Nous prenons à témoin Dieu, les Organisations internationales à travers les Nations unies, les Gouvernements et les Parlements des pays souverains du monde entier, pour dénoncer publiquement le projet de balkanisation de notre pays voulue par les États, les firmes transnationales et les lobbies qui exploitent les ressources naturelles à l’Est de la RD Congo.

Les solutions proposées aux Congolais dans chaque « Texte final » de Nairobi, sanctionnant les pourparlers de Kampala (à savoir (Déclaration du Gouvernement de la République démocratique du Congo, Déclaration sur les engagements du Mouvement du 23 Mars au terme du Dialogue de Kampala et Communiqué Final CIRGL-SADC sur les pourparlers de Kampala), sont iniques car elles n’ont pris en considération qu’une partie du problème.
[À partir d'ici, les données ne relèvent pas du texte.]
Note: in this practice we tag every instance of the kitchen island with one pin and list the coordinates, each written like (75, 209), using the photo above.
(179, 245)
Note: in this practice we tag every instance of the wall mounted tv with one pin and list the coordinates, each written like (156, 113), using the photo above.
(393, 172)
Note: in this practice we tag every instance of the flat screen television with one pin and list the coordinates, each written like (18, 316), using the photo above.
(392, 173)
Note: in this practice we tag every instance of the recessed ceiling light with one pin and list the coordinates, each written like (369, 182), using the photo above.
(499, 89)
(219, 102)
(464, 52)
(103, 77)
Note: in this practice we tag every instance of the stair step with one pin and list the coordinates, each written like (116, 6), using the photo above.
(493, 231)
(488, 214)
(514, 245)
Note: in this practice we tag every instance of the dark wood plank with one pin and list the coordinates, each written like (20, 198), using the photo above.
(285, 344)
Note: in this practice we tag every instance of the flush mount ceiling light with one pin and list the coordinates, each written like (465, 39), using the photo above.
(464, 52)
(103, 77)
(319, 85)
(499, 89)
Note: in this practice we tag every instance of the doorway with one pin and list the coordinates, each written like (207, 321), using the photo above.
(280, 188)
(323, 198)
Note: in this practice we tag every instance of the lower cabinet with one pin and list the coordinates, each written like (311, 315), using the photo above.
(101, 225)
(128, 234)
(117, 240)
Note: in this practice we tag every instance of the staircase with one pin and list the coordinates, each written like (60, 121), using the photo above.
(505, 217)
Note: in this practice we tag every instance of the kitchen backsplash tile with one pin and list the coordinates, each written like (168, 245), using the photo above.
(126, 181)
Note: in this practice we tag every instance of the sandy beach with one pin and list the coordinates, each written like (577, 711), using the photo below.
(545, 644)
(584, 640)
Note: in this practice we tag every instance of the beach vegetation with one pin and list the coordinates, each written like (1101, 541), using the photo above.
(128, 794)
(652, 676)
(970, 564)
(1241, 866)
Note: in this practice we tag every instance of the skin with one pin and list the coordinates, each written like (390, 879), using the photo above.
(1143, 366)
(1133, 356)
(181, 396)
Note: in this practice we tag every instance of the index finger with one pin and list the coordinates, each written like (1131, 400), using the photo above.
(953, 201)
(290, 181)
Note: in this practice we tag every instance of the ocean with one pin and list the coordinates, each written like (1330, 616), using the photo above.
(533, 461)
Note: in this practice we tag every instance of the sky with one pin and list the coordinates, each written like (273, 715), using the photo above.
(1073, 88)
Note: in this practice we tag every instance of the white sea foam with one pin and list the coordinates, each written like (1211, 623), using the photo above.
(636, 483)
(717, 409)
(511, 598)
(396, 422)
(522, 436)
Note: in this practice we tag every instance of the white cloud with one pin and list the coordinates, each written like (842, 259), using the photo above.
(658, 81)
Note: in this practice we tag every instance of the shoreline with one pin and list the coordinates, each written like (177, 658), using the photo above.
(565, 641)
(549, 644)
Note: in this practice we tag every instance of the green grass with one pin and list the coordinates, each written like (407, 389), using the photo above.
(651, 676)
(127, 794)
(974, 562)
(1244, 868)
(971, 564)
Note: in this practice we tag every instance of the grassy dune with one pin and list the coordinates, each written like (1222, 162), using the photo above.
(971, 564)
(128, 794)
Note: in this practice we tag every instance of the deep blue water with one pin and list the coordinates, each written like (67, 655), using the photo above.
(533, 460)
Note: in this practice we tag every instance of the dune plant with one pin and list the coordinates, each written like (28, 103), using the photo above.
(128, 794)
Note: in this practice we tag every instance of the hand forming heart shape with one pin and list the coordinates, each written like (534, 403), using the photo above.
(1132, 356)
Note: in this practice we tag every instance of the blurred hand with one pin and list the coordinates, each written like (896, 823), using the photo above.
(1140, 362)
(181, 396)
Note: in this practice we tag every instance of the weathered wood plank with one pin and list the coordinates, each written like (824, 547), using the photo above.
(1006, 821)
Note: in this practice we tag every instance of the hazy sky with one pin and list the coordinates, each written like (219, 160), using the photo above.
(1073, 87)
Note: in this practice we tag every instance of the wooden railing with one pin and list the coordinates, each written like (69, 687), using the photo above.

En intimant l’ordre au Gouvernement congolais de réintégrer les soldats du M23 dans l’armée nationale congolaise, la communauté internationale a oublié que les soldats du M23 ne sont pas tous Congolais, qu’ils ont été soutenus par le Rwanda et l’Ouganda. Les preuves de leur appartenance à ces deux pays ont été fournies par les Experts des Nations Unies dans les différents rapports qu’ils ont rédigés, notamment le Rapport Mapping. La Communauté internationale, via les Nations unies, sait que le CNDP et le M23 ont toujours été dirigés par des officiers rwandais, notamment par Laurent Nkunda Batware Mihigo qui vit tranquillement au Rwanda depuis sa fuite de l’Est de la RDC. Bosco Ntaganda est également Rwanda et c’est par le Rwanda qu’il est passé avant d’être arrêté et envoyé à la CPI (La Haye).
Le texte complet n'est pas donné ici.